The Archdiocese of San Francisco, known for its outspoken conservative leadership, has filed for Chapter 11 bankruptcy reorganization, Archbishop Salvatore J. Cordileone announced on Monday. The filing is intended to protect the archdiocese from what Archbishop Cordileone described as more than 500 civil lawsuits filed against it under a state law passed in 2019 that extended the statute of limitations for civil claims in child sexual abuse cases.
“We believe the bankruptcy process is the best way to provide a compassionate and equitable solution for survivors of abuse while ensuring that we continue the vital ministries to the faithful and to the communities that rely on our services and charity,” Archbishop Cordileone said in a letter addressed to Catholics in San Francisco.
Archbishop Cordileone signaled the bankruptcy earlier this month, warning publicly that the filing was “very likely.”
San Francisco is the third archdiocese in the state to file for bankruptcy this year. The dioceses of Oakland and Santa Rosa filed in the spring, citing the number of sexual abuse lawsuits filed against them. The diocese of San Diego, one of the largest in the state, announced in May that it planned to file later this year.

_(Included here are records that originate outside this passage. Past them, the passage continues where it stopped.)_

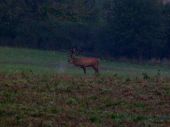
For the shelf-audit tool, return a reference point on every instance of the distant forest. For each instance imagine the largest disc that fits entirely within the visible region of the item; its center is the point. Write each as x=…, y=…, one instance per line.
x=134, y=29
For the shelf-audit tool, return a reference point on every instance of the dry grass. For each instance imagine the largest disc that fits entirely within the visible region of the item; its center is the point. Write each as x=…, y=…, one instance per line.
x=31, y=100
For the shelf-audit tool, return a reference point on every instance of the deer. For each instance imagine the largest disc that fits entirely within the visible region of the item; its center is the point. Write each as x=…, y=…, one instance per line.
x=84, y=62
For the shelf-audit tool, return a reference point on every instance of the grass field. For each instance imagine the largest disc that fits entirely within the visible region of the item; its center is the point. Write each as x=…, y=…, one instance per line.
x=19, y=60
x=40, y=89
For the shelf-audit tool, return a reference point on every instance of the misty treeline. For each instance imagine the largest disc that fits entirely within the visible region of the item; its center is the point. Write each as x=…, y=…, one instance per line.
x=138, y=29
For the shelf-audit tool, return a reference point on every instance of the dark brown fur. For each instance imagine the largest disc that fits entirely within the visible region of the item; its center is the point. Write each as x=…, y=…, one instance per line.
x=84, y=62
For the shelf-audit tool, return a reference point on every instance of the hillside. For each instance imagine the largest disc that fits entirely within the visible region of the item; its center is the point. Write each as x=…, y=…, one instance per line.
x=101, y=28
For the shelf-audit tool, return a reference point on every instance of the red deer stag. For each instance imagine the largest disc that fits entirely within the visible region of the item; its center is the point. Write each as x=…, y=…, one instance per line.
x=84, y=62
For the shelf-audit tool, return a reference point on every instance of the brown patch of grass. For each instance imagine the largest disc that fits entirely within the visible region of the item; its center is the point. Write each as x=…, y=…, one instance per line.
x=62, y=100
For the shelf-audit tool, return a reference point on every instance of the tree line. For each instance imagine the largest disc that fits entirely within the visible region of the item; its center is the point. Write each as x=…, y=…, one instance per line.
x=138, y=29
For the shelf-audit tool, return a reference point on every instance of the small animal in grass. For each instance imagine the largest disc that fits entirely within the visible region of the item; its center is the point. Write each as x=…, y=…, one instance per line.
x=83, y=62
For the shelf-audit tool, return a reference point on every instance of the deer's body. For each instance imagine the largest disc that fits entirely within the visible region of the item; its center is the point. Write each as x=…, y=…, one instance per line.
x=84, y=62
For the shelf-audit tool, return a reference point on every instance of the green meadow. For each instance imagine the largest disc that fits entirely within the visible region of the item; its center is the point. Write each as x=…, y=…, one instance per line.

Overall, about a dozen dioceses and archdioceses in the United States are currently in bankruptcy proceedings, according to a list maintained by Marie T. Reilly, a professor at Penn State Law. Still more have emerged from bankruptcy.

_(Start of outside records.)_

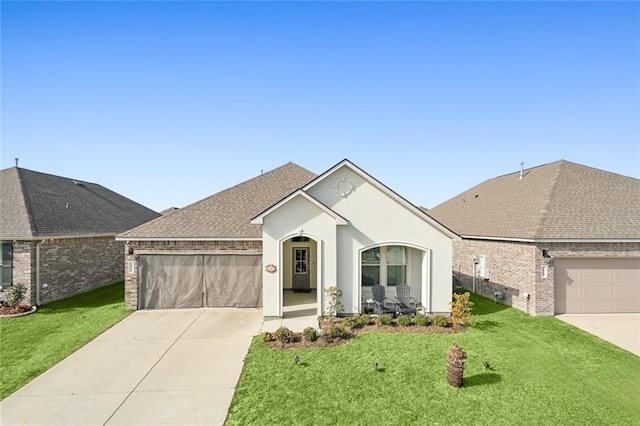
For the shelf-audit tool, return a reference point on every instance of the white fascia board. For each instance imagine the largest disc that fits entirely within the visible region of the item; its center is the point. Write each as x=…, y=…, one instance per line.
x=258, y=220
x=130, y=238
x=389, y=192
x=475, y=237
x=56, y=237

The vast majority of documented abuses in Catholic institutional settings took place decades ago, making it challenging for victims to seek legal recourse. But some states, including California and New York, where the majority of pending bankruptcies are, have enacted a “look-back window” in recent years that allows victims to bring civil claims that would otherwise be barred by statutes of limitations.
The Archdiocese of San Francisco, which includes about 450,000 Catholics, is the only diocese in the state to not have released a list of clergy credibly accused of sex abuse, according to lawyers and survivors’ advocacy groups. Instead, the archdiocese maintains a list of priests and deacons in good standing, and removes men from the list if they are under investigation for child sexual abuse.
Archbishop Cordileone, who has led the archdiocese since being appointed to the role by Pope Benedict XVI in 2012, is an outspoken voice in the ultraconservative wing of the American Catholic Church. He helped lead Catholic efforts to pass Prop 8, a 2008 state constitutional amendment intended to ban same-sex marriage in the state.
More recently, he has repeatedly confronted former Speaker Nancy Pelosi, a Catholic who represents much of San Francisco, over her support for abortion rights, saying last year that she would not be permitted to receive communion in the archdiocese.
The filing of Chapter 11 bankruptcy will halt claims against the archdiocese, while it develops a reorganization plan based on its assets and insurance.
The archdiocese itself is the only entity included in the filing, Archbishop Cordileone said in the statement. Parochial schools and individual parishes, which the archdiocese said are independently managed and self-financed, will not be affected.